Investors Don’t Have Feelings: It would be great if investors could make their decision, feel good about it, and then move on with their lives without regret or second-guessing themselves. But we’ve certainly seen this isn’t true. As we mentioned in a recent blog post, we ask new clients about their best and worst financial decisions. The bad decisions are quick to come out and the associated regret is usually evident. It is worth taking into account how an investor handles regret and what it might be worth to identify and avoid it.
Here is where we see that the source of funds plays a larger role. We’ve found that if the funds come from a cash influx, investors can potentially regret a decision from this day forward. But when an investor decides to get back into stocks after a period of missing out on good returns, investor regret is compounded by the months or years of missed opportunity.
Investors Will Stick To Their Plan: In the models above, we also assumed that the investors would stay invested or diligently dollar cost average. They wouldn’t change their decision when the news turned bleak or their brother-in-law told them they made the wrong choice. We’ve read the research and seen it in person that this isn’t true (see the colored bars below.)
For the Lump Sum option to work, those assets need to stay invested over the course of time; which can be very challenging. But for the DCA method to even hope to keep up, the investor will need to have the courage and discipline to a) buy into a more expensive market as it goes up and b) buy into a scary market as it goes down.
It might seem unrealistic to show the impact of waiting 5 or 10 years to invest.

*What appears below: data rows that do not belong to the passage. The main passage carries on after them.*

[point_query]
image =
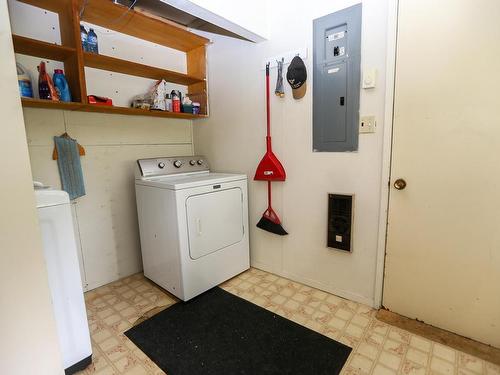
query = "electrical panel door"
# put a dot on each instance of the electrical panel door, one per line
(336, 79)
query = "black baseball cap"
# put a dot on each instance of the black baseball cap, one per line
(296, 76)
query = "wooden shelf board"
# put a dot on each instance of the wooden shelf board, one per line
(49, 104)
(38, 48)
(127, 67)
(116, 17)
(52, 5)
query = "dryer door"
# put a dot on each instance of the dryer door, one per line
(215, 221)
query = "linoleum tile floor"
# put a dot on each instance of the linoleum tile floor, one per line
(378, 348)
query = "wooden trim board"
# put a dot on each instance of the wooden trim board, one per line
(135, 69)
(461, 343)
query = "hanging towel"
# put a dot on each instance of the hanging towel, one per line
(70, 168)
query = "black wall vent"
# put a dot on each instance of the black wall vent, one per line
(339, 221)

Does anyone really plan on sitting out of the market that long? No, they don’t plan on it. They plan on sitting out until “the worst is over” or “we’ve reached a bottom.” They fail to remember what the headlines look like at the bottom or what uncertainty feels like while waiting for the next shoe to drop.
Exploring Alternate Realities
I earned a lot of “Dad points” recently when I told my 11-year-old daughter that I used an “Avengers: Endgame” analogy with a client couple. Just like the Ancient One explained to Hulk/Banner, whenever we make a financial decision, we’re choosing to go down a certain path. But we’re also choosing to close the door on a number of other “alternate realities.”

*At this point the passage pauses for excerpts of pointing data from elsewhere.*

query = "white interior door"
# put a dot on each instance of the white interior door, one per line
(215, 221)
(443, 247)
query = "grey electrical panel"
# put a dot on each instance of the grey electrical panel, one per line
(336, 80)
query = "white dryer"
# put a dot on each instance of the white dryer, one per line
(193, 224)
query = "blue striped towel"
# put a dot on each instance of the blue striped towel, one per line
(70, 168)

For the person deciding between lump sum investing (“today”) or dollar cost averaging (“tomorrow, next month, next year, etc”), they have to reconcile the math and the emotion of their choice with the probability that they will stick to the plan. So whenever we are processing a choice with clients, we intently ask and attempt to answer the question for each option: “When are we going to kick ourselves?” or in my Avenger’s language, “Which alternate realities are we going to choose not to live in?”
As we’ve seen from the math above, there aren’t many people who could convince us that the math says they should dollar cost average into stocks over long periods of time. But if someone can afford to miss out on some higher investment returns AND has a compelling reason why that choice would be emotionally/behaviorally helpful to them, then it might be the best possible plan for them. It comes down to being informed about the possible “alternate realities” and when an investor might kick themselves, before choosing a best path forward.